Without having tangible insights to gauge the success of marketing activity, they’re more likely to deny your requests for investment. This is why measuring brand ROI via a brand tracking tool is so important. Brand ROI is presenting consumer research and sentiment to help win over business decision-makers and enables them see the value that brand marketing can bring. Here’s our cheat sheet on how to get more investment 👇

Understanding brand ROI and its implications

A bar graph illustrating the percentage of individuals in a specific category who recognize a brand when prompted, providing insights into brand awareness among this demographic.

The ROI of branding measures your marketing strategy’s impact on your top-of–funnel health metrics, as well as what people think and feel about your brand.

In simple terms: Brand ROI is the monetary and non-monetary returns you get from your branding efforts.

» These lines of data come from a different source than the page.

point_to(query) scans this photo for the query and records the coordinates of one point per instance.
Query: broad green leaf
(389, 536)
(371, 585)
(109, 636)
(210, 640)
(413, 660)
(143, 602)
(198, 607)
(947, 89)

It’s the relationship between your marketing-related outlays (e.g. marketing research, ad campaigns) and what they create (e.g. awareness, consideration, preference).

Having a strong brand brings in benefits that outweigh the expenses. When you nail your branding efforts, you’re able to continue to attract customers without diminishing your brand value. You can even charge more at a lower customer acquisition cost. In fact, 35% of consumers prefer established brands with premium prices over cheaper alternatives.

A brand tracking tool can help marketing teams establish realistic key performance indicators (KPIs) to measure ROI of branding success. These metrics provide insights into the effectiveness of your marketing. After running an ad campaign, for instance, you can use relevant short-term metrics (like conversion and click-through rate) to see how it performed. With brand research, you can use relevant long-term metrics (like brand awareness and consideration) to see the long-term impact of marketing activity, like an out-of-home campaign.

These can help you determine whether your brand is leading its category, or whether there’s an opportunity for growth.

Key stakeholders may be tempted towards immediate revenue spikes and short-term gains. But they can’t say no to top-of-funnel brand growth that translates into bottom-of-funnel sales growth and premium pricing over time — especially if it’s backed up by data.

Research shows that 71% of customers shop from trusted brands.

Measuring the key brand associations of your business and the demographics it’s most strongly resonating with is a long-term play, but it’s definitely a game-changer.

That’s where clear calculations and attribution models come in. To persuade executives, you need to move from abstract benefits to hard numbers — here’s how to calculate brand ROI and prove what’s really driving results.

Brand ROI calculation formulas and attribution methods

Executives rarely sign off on brand marketing budgets without clear proof that the investment will deliver brand ROI. While performance marketing can show quick revenue spikes, brand building requires a longer lens.

The challenge is to translate brand growth into numbers decision-makers understand. That’s where ROI of branding formulas and attribution methods come in.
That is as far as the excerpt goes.